Ces contraintes sont complémentaires aux dispositions réglementaires de la Ville de Luxembourg. 
Parmi elles figurent en premier lieu l'intérêt général de l'opération, la nature du projet, le délai de construction, le respect des directives urbanistiques du Fonds et l'intérêt macroéconomique de l'opération.

Le Gouvernement ayant exprimé le souhait de maintenir l'image de marque du Plateau, des prescriptions de qualité architecturale se sont ajoutées aux critères d'aménagement.

Les prescriptions du Fonds sont de deux ordres.
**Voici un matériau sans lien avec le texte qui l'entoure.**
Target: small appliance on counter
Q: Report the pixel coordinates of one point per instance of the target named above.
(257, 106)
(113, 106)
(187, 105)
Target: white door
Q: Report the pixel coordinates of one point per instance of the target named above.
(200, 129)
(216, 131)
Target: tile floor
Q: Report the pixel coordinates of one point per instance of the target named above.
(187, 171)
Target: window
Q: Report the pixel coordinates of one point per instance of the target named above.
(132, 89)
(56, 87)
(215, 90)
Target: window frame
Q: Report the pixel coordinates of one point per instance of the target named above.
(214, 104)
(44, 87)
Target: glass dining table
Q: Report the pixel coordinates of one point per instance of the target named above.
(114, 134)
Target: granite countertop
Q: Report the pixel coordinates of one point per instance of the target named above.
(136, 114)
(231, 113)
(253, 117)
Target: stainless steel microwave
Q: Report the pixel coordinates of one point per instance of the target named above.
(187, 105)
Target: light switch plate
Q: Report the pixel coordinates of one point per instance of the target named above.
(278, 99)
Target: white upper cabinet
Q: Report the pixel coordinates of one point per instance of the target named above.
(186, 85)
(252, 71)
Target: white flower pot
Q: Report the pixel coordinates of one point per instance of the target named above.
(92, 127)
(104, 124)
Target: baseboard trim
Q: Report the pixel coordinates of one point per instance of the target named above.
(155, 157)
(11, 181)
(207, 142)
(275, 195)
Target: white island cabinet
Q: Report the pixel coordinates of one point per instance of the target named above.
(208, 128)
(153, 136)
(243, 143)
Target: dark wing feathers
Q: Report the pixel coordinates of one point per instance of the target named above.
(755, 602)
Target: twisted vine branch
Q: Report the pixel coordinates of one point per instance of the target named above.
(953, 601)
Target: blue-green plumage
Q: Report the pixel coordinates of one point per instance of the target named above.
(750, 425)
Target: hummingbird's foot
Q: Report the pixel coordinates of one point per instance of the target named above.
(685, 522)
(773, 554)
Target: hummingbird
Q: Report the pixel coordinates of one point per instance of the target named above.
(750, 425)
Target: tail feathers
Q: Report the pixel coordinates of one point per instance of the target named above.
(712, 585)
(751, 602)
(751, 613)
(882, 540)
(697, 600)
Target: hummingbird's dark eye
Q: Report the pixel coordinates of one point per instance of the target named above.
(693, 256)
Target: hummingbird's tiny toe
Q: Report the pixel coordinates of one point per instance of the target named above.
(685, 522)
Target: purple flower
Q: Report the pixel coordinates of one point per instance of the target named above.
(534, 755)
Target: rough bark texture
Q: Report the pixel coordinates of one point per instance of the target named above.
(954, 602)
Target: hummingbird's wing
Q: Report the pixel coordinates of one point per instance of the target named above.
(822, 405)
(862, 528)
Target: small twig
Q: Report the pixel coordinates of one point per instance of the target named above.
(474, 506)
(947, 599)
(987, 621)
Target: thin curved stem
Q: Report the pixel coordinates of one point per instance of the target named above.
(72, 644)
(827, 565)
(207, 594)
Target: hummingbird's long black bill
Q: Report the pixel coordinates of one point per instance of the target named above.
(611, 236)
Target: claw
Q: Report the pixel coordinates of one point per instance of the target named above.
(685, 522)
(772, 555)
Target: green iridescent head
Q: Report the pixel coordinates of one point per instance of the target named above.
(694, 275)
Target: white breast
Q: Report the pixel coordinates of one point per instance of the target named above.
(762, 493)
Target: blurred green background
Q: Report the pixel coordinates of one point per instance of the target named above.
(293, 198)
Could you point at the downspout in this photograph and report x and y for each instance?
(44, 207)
Générales quand elles concernent l'ensemble du Plateau, particulières quand elles se rapportent à un groupe de terrains. Dans ce dernier cas, elles sont progressivement édictées en fonction de l'étude détaillée des aménagements.

La complémentarité entre les prescriptions urbanistiques de la Ville et du Fonds a pour conséquences que la plupart des secteurs du Plateau de Kirchberg (hormis ceux déjà destinés à l'habitat) sont classés, dans le PAG (plan Joly) de la Ville de Luxembourg, en terrains réservés dont la majorité sont à destination particulière.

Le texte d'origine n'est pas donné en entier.